Purpose of the liquidation procedure
The purpose of liquidation is to ascertain the financial position of the company, to convert the requisite amount of assets into cash, to repay the company’s debts and to return the surplus to the shareholders or others, as provided in the Articles of Association. When enough assets have been managed to convert into cash and the possible debts have been covered, it is possible to distribute the remaining surplus to the shareholders.
Besides serving the purpose as an interim stage, liquidation has an independent purpose in liquidation as well. For example, it can be used in a situation where partners wish to solve a problematic accounting issue and collect or pay their debts.
What if the assets are insufficient?
If the assets of a company in liquidation are not adequate for the repayment of the company’s debts, the liquidators shall apply for the bankruptcy of the company. The business operations of the company may be continued only to a degree called for by an appropriate liquidation process.
Beginning of liquidation and process
The limited liability company may be applied for liquidation with a decision made by a Board, the registration authority or a court.
If the General Meeting shall decide on the placing of the company into liquidation, the decision shall be made by qualified majority; the liquidator may be the company board or a board member or a person outside the company.
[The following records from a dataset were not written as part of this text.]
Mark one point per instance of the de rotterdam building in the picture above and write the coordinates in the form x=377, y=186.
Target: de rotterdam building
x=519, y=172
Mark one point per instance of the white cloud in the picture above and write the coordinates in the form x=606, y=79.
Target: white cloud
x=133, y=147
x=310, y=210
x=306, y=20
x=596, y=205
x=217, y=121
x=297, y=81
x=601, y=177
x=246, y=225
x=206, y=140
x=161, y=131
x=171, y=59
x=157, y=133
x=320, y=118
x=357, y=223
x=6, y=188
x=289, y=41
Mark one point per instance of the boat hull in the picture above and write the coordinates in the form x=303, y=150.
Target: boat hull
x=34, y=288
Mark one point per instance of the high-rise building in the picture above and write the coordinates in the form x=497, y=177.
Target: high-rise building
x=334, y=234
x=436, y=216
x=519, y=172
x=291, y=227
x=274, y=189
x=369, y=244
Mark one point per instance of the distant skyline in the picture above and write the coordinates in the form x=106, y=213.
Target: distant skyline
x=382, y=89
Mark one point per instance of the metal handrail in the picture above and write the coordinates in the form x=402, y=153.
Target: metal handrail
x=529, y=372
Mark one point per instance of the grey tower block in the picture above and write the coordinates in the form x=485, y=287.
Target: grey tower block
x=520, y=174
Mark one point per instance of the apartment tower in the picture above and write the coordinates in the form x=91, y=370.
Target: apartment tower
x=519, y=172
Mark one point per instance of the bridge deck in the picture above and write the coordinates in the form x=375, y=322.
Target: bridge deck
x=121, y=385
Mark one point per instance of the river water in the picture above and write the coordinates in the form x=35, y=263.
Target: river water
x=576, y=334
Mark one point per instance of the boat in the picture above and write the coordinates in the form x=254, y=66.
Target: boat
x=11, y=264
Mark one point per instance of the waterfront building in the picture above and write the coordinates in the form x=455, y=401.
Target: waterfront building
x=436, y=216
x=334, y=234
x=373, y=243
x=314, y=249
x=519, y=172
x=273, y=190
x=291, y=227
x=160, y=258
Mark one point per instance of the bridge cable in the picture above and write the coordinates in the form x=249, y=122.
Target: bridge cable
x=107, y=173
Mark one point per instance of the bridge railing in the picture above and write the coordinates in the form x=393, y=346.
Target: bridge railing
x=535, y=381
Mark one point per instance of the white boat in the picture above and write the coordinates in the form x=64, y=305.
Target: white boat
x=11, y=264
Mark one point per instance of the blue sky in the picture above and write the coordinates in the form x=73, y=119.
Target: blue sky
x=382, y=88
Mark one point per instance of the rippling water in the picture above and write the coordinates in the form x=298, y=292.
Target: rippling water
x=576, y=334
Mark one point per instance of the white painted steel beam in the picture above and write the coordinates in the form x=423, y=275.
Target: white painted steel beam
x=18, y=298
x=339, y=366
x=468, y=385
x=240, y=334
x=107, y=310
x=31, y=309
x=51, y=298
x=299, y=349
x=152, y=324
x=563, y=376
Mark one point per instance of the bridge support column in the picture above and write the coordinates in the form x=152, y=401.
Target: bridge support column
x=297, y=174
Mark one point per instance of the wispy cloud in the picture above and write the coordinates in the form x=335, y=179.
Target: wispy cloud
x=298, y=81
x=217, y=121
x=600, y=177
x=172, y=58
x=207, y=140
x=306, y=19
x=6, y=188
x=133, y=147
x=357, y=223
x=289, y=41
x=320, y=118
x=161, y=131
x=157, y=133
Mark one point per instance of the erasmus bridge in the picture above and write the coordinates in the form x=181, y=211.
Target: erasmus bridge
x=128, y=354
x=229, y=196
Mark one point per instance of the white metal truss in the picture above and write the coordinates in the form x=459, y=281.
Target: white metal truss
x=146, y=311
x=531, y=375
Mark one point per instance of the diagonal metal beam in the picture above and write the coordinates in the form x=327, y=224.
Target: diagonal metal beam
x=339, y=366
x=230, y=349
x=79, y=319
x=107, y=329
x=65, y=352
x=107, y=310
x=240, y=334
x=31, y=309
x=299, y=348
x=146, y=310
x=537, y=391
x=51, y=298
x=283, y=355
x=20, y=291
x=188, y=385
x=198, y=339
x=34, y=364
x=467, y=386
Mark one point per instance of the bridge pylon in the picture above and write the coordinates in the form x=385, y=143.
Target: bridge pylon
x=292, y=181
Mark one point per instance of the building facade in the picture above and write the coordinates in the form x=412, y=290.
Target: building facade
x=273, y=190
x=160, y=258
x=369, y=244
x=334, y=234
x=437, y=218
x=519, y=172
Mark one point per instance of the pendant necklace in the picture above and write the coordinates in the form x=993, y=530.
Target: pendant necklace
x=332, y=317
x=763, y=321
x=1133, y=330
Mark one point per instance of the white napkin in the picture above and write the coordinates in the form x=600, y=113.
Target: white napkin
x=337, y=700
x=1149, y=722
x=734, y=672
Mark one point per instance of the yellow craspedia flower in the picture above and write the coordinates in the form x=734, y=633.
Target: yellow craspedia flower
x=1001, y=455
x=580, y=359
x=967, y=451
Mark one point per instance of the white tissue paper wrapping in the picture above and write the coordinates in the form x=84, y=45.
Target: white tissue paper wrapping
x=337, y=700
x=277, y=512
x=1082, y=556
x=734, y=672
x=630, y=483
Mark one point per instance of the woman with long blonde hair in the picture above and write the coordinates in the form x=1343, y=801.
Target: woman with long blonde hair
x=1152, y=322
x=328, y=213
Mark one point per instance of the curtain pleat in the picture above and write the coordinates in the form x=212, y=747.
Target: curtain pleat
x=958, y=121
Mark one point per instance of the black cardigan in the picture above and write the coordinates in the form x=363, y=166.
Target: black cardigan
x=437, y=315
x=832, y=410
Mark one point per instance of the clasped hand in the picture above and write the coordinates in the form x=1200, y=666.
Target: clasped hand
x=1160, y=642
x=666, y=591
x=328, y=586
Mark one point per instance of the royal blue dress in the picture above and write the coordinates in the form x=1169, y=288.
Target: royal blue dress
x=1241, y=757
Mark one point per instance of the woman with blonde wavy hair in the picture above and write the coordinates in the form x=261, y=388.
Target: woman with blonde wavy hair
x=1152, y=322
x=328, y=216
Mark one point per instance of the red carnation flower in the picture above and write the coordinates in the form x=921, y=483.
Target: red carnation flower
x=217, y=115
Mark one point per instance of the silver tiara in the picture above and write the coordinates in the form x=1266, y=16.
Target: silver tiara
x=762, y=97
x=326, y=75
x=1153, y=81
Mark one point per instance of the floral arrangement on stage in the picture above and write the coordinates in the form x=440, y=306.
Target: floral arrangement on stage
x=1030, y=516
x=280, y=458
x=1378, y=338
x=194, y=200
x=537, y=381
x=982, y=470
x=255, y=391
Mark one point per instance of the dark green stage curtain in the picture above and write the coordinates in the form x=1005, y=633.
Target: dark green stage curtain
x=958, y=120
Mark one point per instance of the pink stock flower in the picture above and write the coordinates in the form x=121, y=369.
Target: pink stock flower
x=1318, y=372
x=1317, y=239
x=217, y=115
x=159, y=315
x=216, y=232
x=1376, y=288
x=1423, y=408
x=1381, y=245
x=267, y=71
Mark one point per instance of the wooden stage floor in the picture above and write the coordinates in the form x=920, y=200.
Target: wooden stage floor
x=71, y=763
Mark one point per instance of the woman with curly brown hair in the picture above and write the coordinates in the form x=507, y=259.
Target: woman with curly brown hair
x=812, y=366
The liquidators shall manage the affairs of the company during the liquidation. They shall as soon as possible convert enough of the assets of the company into cash so that the liquidation can proceed, as well as repay the debts of the company. Usually the company addressed is changed to the address of a liquidator when applying for a registration for liquidation and liquidators. The company assets are overseen and controlled by the liquidators during the process.
During the liquidation process, the main purpose is to summon the creditors so that all the debts could be covered in the process. According to the Limited Liability Companies Act, The liquidators shall apply for a public summons to the creditors of the company. The public summons shall be applied for from the registration authority, which shall register the summons on its own motion. For all the known creditors of the company, liquidators shall send a letter no later than one month before the deadline of the summons.
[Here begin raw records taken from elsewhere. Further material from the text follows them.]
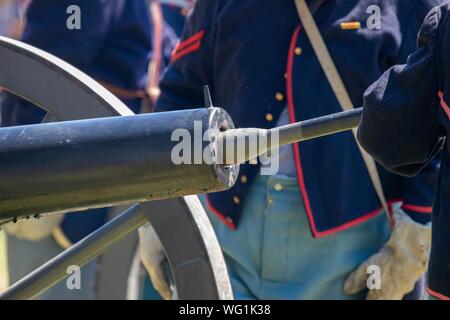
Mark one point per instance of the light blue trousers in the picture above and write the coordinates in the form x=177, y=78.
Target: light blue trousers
x=272, y=254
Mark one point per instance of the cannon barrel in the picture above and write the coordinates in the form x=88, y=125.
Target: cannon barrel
x=76, y=165
x=238, y=145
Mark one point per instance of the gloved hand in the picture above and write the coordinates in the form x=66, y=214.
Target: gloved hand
x=402, y=261
x=34, y=229
x=153, y=257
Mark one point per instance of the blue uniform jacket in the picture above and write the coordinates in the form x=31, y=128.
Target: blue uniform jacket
x=409, y=107
x=113, y=46
x=257, y=60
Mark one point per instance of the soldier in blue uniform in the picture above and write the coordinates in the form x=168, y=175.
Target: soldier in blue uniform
x=408, y=107
x=300, y=233
x=113, y=45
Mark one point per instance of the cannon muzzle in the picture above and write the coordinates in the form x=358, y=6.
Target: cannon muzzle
x=75, y=165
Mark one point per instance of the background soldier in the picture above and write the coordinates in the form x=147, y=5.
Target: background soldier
x=300, y=233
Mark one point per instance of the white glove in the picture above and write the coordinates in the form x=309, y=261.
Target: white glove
x=34, y=229
x=153, y=256
x=402, y=261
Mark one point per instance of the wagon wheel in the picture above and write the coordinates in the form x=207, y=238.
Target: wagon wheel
x=187, y=236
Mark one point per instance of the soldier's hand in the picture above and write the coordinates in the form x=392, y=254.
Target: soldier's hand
x=402, y=261
x=153, y=256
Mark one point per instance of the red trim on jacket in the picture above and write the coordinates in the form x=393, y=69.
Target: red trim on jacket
x=444, y=104
x=419, y=209
x=298, y=165
x=219, y=215
x=189, y=45
x=437, y=295
x=178, y=55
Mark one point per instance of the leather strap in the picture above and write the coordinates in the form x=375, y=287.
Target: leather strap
x=339, y=90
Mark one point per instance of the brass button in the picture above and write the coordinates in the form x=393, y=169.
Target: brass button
x=278, y=187
x=279, y=96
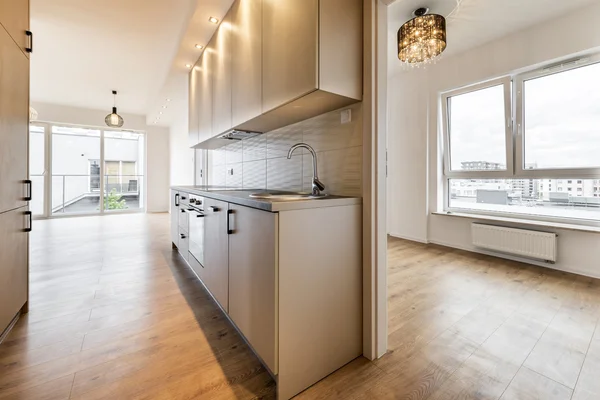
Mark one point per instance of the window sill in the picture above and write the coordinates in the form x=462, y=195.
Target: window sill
x=522, y=221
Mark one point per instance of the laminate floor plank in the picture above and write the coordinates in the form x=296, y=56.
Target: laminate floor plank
x=117, y=314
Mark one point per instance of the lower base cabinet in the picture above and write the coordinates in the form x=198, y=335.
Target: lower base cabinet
x=291, y=282
x=13, y=264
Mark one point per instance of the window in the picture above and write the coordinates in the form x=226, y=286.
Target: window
x=526, y=144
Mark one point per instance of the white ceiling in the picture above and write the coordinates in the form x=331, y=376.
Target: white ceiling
x=86, y=48
x=476, y=22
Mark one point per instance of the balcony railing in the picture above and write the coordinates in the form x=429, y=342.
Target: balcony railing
x=81, y=193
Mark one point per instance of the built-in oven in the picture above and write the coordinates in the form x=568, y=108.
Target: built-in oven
x=195, y=212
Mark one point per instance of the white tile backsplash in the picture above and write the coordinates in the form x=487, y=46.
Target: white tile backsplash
x=261, y=162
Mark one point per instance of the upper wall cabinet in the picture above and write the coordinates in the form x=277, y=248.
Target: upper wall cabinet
x=205, y=96
x=278, y=62
x=246, y=60
x=221, y=70
x=14, y=16
x=290, y=50
x=194, y=90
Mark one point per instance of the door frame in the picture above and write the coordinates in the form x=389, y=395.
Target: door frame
x=47, y=214
x=374, y=179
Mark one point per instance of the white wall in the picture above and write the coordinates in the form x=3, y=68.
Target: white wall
x=415, y=151
x=157, y=145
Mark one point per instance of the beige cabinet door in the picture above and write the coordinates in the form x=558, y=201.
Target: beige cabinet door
x=13, y=264
x=175, y=217
x=221, y=68
x=253, y=278
x=193, y=106
x=216, y=250
x=14, y=16
x=14, y=123
x=290, y=50
x=246, y=60
x=205, y=96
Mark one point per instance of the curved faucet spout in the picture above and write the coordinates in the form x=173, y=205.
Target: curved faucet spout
x=317, y=185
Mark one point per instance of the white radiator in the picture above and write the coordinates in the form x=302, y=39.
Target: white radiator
x=520, y=242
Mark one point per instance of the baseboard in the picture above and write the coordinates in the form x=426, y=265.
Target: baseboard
x=9, y=327
x=515, y=258
x=412, y=239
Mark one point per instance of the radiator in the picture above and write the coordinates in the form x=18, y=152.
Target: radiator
x=520, y=242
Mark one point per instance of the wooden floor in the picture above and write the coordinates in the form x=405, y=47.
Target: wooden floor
x=115, y=314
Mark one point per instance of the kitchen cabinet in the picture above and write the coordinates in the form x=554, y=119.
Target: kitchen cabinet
x=14, y=16
x=175, y=218
x=277, y=62
x=246, y=60
x=216, y=250
x=289, y=277
x=13, y=264
x=14, y=123
x=221, y=69
x=205, y=95
x=253, y=279
x=194, y=88
x=290, y=50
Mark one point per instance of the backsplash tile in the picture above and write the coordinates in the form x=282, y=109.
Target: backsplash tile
x=261, y=162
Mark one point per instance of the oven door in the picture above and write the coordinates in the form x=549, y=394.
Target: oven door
x=196, y=232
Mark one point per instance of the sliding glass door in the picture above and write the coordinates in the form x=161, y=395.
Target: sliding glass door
x=91, y=170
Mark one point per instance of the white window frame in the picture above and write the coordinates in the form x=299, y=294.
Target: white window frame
x=519, y=81
x=515, y=141
x=448, y=172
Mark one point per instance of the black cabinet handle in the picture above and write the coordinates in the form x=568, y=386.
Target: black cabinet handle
x=30, y=226
x=29, y=49
x=29, y=190
x=229, y=230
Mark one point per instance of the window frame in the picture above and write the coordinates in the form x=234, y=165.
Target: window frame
x=515, y=141
x=446, y=109
x=519, y=134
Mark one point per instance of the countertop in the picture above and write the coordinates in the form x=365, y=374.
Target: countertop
x=242, y=197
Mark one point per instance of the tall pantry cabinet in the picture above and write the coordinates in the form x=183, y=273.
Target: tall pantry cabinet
x=15, y=188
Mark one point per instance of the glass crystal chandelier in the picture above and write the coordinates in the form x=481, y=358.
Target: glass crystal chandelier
x=422, y=39
x=113, y=119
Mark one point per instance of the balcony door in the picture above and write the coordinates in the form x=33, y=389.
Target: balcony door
x=85, y=170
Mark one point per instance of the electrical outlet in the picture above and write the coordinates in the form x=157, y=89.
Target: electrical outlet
x=346, y=116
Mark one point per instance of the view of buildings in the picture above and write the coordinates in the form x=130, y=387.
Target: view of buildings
x=574, y=198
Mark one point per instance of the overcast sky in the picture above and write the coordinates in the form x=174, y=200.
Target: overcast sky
x=562, y=122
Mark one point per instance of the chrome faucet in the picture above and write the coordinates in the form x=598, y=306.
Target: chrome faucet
x=317, y=185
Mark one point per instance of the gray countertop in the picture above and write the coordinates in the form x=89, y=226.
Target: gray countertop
x=242, y=197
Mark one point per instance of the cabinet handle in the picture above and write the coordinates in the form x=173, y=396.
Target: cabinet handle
x=229, y=230
x=29, y=49
x=30, y=226
x=29, y=190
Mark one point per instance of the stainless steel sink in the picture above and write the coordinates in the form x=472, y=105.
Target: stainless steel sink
x=285, y=196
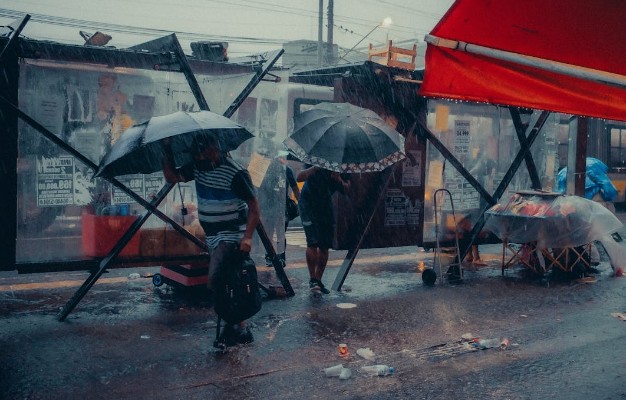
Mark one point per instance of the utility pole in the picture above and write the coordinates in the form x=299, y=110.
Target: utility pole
x=329, y=35
x=320, y=39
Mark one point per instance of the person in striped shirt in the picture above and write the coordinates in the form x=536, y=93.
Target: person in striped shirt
x=228, y=209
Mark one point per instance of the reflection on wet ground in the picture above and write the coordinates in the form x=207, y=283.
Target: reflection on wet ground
x=129, y=339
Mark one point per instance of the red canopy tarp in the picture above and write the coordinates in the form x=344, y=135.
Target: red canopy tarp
x=587, y=36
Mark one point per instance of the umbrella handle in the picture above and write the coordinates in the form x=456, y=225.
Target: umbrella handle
x=183, y=210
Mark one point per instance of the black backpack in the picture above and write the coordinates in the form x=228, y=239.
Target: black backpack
x=237, y=290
After having completed their tasks, the liquidators shall without undue delay present a final settlement of their administration by drawing up a report of the entirety of the liquidation process. Upon completion of the measures referred to in paragraph (1), the liquidators shall without delay call the shareholders to a General Meeting to inspect the final settlement.
The company shall be deemed to have dissolved once the liquidators have presented the final accounts to the General Meeting. The liquidators shall without delay notify the dissolution for registration. However, the liquidation shall be continued, if new assets appear after the dissolution of the company, an action is brought against the company or liquidation measures are otherwise necessary. The liquidators shall without delay notify the continuation of the liquidation for registration.
Once dissolved, the company cannot acquire rights nor give undertakings. Measures taken on the behalf of the company that has dissolved shall be at the joint responsibility of those who decided on the measures and those who carried them out.
Possible problems regarding the liquidation
There are number of relevant problems regarding the liquidation process which will be addressed next briefly.
First, the long term contracts and the liabilities arising from them, needs to be addressed. It is possible that the contract may expire during the liquidation process. However, contracts which are fixed term or possible to terminate should be terminated before liquidation summons deadline.
Second, the bigger problem is definitely are fixed term contracts which are meant to be valid for many years. In this kind of situation, it is possible to negotiate with the contracting parties for a third party who would be liable for fulfilling the obligations for the remaining contract period. Transferring the rights and obligations to the third party is always subject to approval from the contacting party.
Third, an employment contract is better to organize in harmony with the lowering capacity and term of contract. It is worth noting that; the resignation period of six month may be applicable instead of shorter period.